Caret train method complains Something is wrong; all the RMSE metric values are missing

Fred R. picture Fred R. · Jul 28, 2015 · Viewed 12.8k times · Source

On numerous occasions I've been getting this error when trying to fit a gbm or rpart model. Finally I was able to reproduce it consistently using publicly available data. I have noticed that this error happens when using CV (or repeated cv). When I don't use any fit control I don't get this error. Can some shed some light one why I keep getting error consistently.

fitControl= trainControl("repeatedcv", repeats=5)
ds = read.csv("http://www.math.smith.edu/r/data/help.csv")
ds$sub = as.factor(ds$substance)
rpartFit1 <- train(homeless ~ female + i1 + sub + sexrisk + mcs + pcs, 
                   tcControl=fitControl, 
                   method = "rpart", 
                   data=ds)

Answer

StupidWolf picture StupidWolf · Jun 25, 2020

There is a typo, it should be trControl instead of tcControl.
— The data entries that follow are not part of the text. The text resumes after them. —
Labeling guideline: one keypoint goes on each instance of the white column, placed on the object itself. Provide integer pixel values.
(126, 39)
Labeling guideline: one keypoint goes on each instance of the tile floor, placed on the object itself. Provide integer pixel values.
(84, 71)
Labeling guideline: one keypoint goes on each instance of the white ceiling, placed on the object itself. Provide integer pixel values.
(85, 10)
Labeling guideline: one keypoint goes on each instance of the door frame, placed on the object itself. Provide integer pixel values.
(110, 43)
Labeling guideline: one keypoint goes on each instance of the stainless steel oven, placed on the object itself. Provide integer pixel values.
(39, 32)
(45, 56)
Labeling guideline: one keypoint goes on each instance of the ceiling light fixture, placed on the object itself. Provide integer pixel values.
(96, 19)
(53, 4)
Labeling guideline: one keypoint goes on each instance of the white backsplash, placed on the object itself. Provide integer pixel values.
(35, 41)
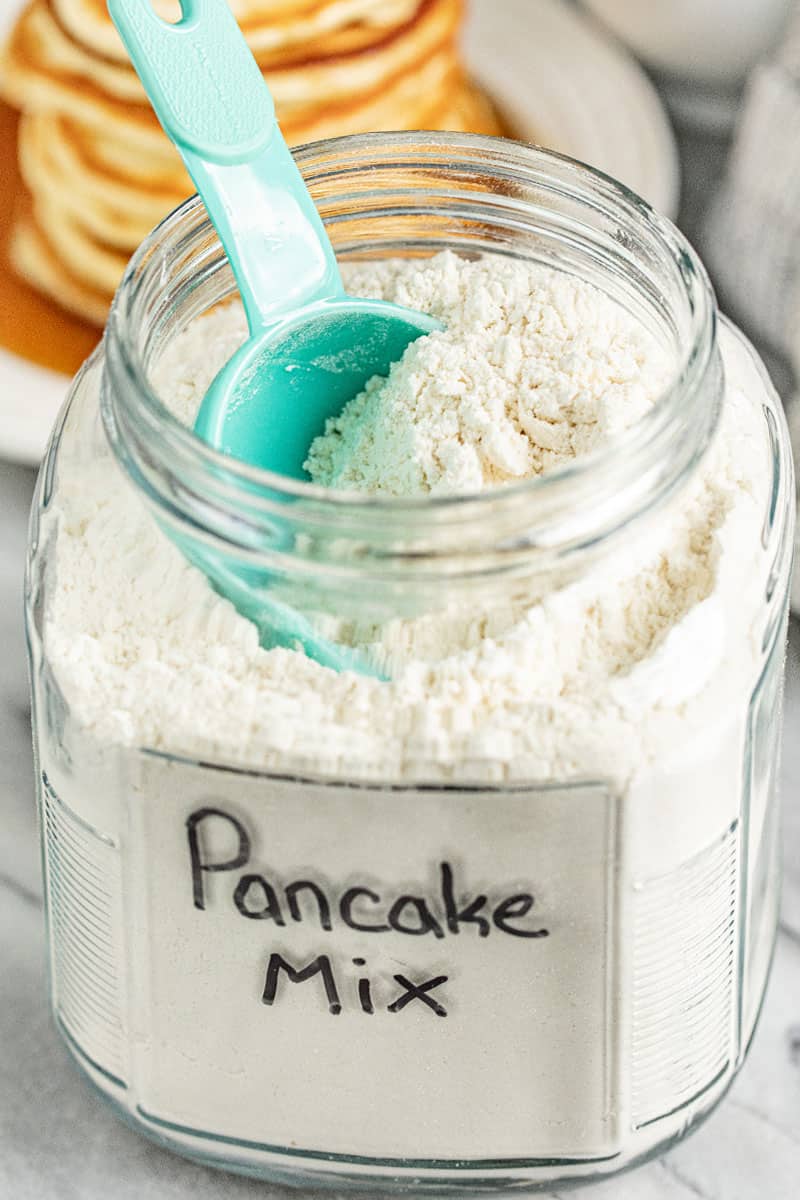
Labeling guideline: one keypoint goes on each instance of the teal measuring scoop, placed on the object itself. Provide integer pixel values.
(311, 347)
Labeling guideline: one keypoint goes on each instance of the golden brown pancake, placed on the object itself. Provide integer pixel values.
(40, 265)
(329, 27)
(40, 45)
(98, 168)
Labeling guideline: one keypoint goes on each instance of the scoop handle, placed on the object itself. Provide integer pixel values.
(212, 102)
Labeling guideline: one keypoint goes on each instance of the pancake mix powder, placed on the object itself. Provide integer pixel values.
(486, 881)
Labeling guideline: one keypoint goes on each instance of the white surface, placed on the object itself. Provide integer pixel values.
(714, 41)
(560, 82)
(59, 1141)
(567, 85)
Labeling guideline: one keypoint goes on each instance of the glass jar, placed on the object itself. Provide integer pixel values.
(334, 957)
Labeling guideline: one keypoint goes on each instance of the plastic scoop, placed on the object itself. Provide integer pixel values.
(311, 347)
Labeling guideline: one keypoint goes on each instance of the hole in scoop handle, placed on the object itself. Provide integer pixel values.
(212, 102)
(202, 79)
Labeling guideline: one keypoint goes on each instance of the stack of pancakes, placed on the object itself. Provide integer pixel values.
(100, 171)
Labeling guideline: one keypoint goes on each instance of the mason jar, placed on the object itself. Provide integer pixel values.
(328, 949)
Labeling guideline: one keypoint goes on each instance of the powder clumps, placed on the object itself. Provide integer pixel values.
(533, 369)
(606, 673)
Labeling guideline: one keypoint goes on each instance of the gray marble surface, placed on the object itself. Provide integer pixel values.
(59, 1141)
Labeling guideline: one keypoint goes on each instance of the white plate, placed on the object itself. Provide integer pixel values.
(564, 83)
(559, 81)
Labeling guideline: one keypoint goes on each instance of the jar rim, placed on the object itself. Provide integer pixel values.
(504, 160)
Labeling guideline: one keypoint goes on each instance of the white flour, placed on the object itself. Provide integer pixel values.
(531, 370)
(637, 676)
(148, 653)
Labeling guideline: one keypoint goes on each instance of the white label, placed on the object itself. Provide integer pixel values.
(394, 973)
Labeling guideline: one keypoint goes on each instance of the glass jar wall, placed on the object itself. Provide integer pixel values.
(322, 948)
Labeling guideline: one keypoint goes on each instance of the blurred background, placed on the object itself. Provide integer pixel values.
(692, 103)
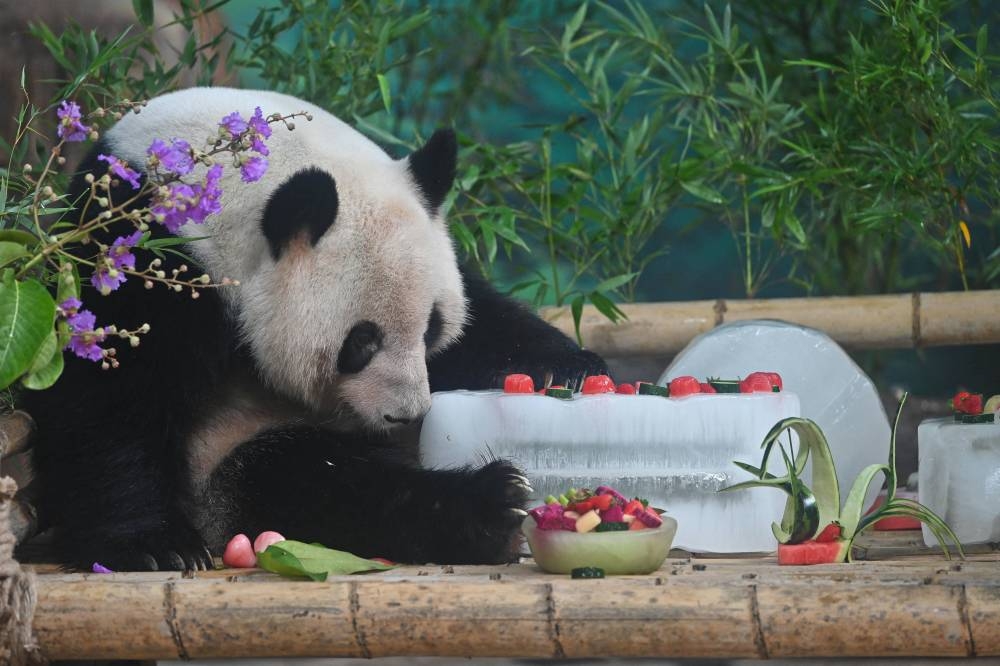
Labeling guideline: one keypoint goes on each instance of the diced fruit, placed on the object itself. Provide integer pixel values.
(588, 521)
(830, 533)
(613, 515)
(265, 539)
(598, 384)
(612, 527)
(602, 502)
(968, 403)
(645, 388)
(812, 552)
(239, 553)
(776, 381)
(756, 382)
(608, 490)
(518, 384)
(649, 518)
(686, 385)
(587, 572)
(634, 507)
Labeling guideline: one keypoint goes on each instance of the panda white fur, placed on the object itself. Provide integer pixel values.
(278, 404)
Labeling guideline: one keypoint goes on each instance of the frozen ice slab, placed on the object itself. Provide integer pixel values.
(676, 452)
(833, 391)
(959, 467)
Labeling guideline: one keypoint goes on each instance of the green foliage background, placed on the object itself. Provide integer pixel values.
(650, 150)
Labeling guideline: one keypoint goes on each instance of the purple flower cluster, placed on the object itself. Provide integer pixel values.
(121, 169)
(174, 157)
(254, 131)
(179, 202)
(109, 273)
(70, 128)
(85, 337)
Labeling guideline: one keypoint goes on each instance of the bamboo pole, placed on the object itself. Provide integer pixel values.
(925, 607)
(860, 322)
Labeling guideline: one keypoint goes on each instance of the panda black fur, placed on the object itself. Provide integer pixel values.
(277, 404)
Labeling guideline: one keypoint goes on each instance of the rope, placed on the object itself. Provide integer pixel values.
(17, 593)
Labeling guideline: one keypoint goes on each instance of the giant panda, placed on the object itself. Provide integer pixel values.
(279, 404)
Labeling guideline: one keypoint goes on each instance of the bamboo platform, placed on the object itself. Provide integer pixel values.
(915, 604)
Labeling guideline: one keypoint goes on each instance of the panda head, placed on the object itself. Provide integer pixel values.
(348, 277)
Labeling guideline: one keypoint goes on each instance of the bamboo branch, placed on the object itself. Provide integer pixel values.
(858, 322)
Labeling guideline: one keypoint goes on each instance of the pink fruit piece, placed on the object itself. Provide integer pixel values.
(239, 553)
(649, 518)
(613, 515)
(265, 539)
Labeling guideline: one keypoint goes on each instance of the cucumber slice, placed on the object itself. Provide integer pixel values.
(725, 385)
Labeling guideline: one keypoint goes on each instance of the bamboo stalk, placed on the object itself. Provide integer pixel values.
(710, 608)
(859, 322)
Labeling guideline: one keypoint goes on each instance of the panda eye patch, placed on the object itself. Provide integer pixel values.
(362, 343)
(433, 332)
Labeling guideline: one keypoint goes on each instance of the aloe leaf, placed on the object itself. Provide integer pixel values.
(851, 514)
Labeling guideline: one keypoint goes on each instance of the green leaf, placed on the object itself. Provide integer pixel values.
(702, 191)
(11, 252)
(144, 12)
(18, 236)
(383, 86)
(47, 365)
(27, 313)
(295, 558)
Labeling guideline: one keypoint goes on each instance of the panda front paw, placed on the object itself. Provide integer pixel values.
(563, 369)
(496, 495)
(172, 548)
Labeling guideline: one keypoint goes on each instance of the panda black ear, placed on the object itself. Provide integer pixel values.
(305, 203)
(433, 167)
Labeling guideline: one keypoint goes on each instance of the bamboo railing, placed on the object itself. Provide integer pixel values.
(859, 322)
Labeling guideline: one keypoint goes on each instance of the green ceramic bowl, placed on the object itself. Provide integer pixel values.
(639, 552)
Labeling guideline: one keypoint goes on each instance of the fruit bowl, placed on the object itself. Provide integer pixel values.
(635, 552)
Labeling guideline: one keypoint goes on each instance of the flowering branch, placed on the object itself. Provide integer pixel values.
(168, 195)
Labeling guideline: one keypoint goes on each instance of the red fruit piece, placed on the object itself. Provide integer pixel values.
(968, 403)
(812, 552)
(830, 533)
(518, 384)
(598, 384)
(756, 382)
(239, 553)
(686, 385)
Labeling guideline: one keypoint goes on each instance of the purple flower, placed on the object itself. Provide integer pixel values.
(259, 130)
(234, 124)
(253, 168)
(174, 157)
(85, 339)
(121, 170)
(107, 278)
(119, 252)
(179, 202)
(70, 128)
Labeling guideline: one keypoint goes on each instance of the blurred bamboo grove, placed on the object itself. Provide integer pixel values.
(636, 150)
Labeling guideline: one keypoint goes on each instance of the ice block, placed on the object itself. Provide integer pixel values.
(675, 452)
(959, 469)
(834, 392)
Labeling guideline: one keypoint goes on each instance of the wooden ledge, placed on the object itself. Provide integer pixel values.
(918, 606)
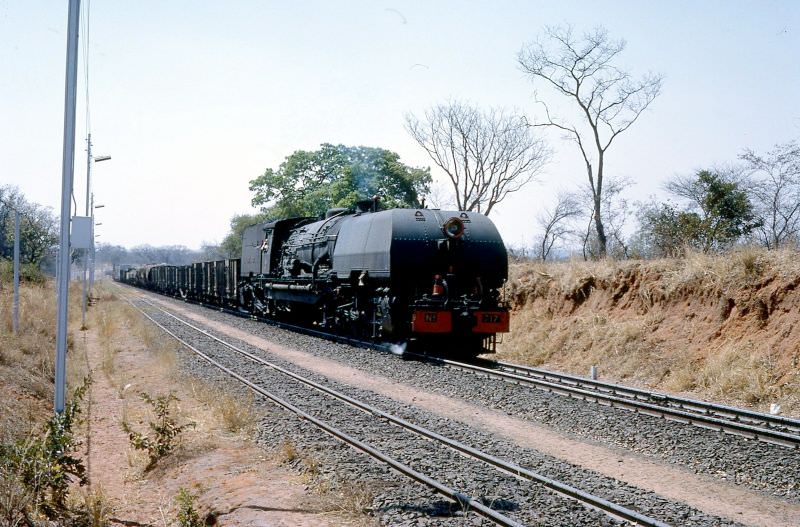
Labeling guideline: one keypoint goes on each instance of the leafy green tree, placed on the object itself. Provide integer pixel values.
(38, 227)
(232, 243)
(667, 231)
(717, 215)
(309, 183)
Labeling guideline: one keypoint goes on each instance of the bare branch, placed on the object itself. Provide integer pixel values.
(489, 154)
(609, 101)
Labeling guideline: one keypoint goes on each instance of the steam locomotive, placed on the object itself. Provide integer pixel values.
(412, 275)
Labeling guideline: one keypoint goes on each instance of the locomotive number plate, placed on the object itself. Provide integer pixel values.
(491, 322)
(431, 322)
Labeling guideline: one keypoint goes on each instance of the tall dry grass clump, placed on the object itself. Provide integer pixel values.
(724, 326)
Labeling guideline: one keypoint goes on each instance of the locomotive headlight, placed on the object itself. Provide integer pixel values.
(453, 228)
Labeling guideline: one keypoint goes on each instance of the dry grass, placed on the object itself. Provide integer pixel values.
(96, 506)
(287, 451)
(723, 326)
(233, 412)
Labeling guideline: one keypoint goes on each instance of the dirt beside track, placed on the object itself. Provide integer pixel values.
(235, 482)
(713, 497)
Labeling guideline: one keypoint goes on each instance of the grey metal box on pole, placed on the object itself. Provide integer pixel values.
(67, 169)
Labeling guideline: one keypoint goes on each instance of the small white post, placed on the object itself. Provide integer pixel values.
(16, 273)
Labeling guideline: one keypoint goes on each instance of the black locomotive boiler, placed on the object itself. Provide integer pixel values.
(402, 275)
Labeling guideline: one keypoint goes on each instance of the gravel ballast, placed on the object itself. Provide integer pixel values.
(765, 467)
(522, 499)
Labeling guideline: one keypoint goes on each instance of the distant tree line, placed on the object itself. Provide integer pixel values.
(755, 201)
(148, 254)
(38, 233)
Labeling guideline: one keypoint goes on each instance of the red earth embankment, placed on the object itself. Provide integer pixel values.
(722, 327)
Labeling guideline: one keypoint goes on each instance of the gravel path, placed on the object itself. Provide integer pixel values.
(521, 498)
(765, 467)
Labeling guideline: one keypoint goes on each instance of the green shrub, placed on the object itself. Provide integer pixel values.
(165, 430)
(36, 472)
(187, 515)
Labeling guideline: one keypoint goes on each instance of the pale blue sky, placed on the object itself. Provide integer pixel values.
(193, 99)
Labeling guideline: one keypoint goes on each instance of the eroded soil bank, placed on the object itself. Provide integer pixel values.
(718, 327)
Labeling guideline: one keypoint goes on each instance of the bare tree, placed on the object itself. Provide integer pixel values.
(486, 154)
(775, 192)
(608, 101)
(616, 213)
(555, 222)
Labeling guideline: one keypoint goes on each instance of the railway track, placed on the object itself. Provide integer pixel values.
(769, 428)
(779, 430)
(508, 467)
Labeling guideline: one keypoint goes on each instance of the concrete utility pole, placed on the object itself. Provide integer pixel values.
(16, 273)
(67, 169)
(88, 205)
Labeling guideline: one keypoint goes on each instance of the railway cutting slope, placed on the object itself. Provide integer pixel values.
(712, 497)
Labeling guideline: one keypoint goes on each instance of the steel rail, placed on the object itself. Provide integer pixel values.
(723, 411)
(682, 415)
(686, 413)
(560, 488)
(463, 500)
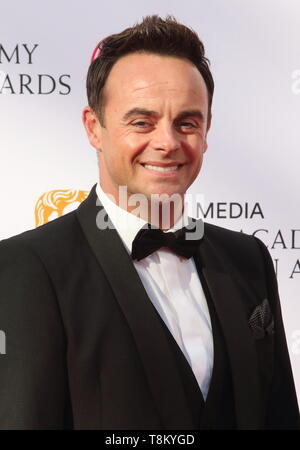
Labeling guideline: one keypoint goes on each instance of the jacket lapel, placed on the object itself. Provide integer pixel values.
(228, 302)
(145, 323)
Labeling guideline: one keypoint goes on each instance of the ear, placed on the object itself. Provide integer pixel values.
(92, 127)
(207, 130)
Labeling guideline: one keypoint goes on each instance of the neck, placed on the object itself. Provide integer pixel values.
(161, 211)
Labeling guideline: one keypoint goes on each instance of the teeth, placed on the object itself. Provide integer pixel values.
(161, 169)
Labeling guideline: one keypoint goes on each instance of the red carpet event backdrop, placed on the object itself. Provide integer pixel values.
(250, 176)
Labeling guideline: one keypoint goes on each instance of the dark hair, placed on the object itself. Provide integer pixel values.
(153, 35)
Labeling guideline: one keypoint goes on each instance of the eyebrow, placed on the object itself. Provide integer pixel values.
(150, 113)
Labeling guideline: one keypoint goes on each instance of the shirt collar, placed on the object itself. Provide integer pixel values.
(127, 224)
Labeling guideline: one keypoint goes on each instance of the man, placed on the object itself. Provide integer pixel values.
(115, 324)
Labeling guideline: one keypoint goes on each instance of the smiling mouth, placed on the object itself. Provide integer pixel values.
(162, 169)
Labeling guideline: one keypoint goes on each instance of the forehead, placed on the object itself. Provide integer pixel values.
(151, 77)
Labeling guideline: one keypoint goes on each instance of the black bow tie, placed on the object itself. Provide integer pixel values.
(150, 239)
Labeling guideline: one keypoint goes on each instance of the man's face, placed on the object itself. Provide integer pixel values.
(156, 116)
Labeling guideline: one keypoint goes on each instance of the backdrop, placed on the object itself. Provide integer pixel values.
(250, 177)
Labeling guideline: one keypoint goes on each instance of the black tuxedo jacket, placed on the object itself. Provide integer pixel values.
(86, 349)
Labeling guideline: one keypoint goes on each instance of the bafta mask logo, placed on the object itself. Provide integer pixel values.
(56, 203)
And when the argument is provided as tcControl, caret passes this to rpart and this throws an error because this option was never available.

I guess this answers your question of why you get this error when you try to have a cross-validation in training.

Below is how it should work:

library(caret)
library(mosaicData)

data(HELPrct)
ds = HELPrct
fitControl= trainControl(method="repeatedcv",times=5)
ds$sub = as.factor(ds$substance)

rpartFit1 <- train(homeless ~ female + i1 + sub + sexrisk + mcs + pcs, 
                   trControl=fitControl, 
                   method = "rpart", 
                   data=ds[complete.cases(ds),])

rpartFit1
CART 

117 samples
  6 predictor
  2 classes: 'homeless', 'housed' 

No pre-processing
Resampling: Cross-Validated (10 fold) 
Summary of sample sizes: 105, 105, 105, 106, 105, 106, ... 
Resampling results across tuning parameters:

  cp          Accuracy   Kappa      
  0.00000000  0.5280303  -0.03503032
  0.01190476  0.5280303  -0.03503032
  0.07142857  0.5977273  -0.02970604

Accuracy was used to select the optimal model using the largest value.
The final value used for the model was cp = 0.07142857.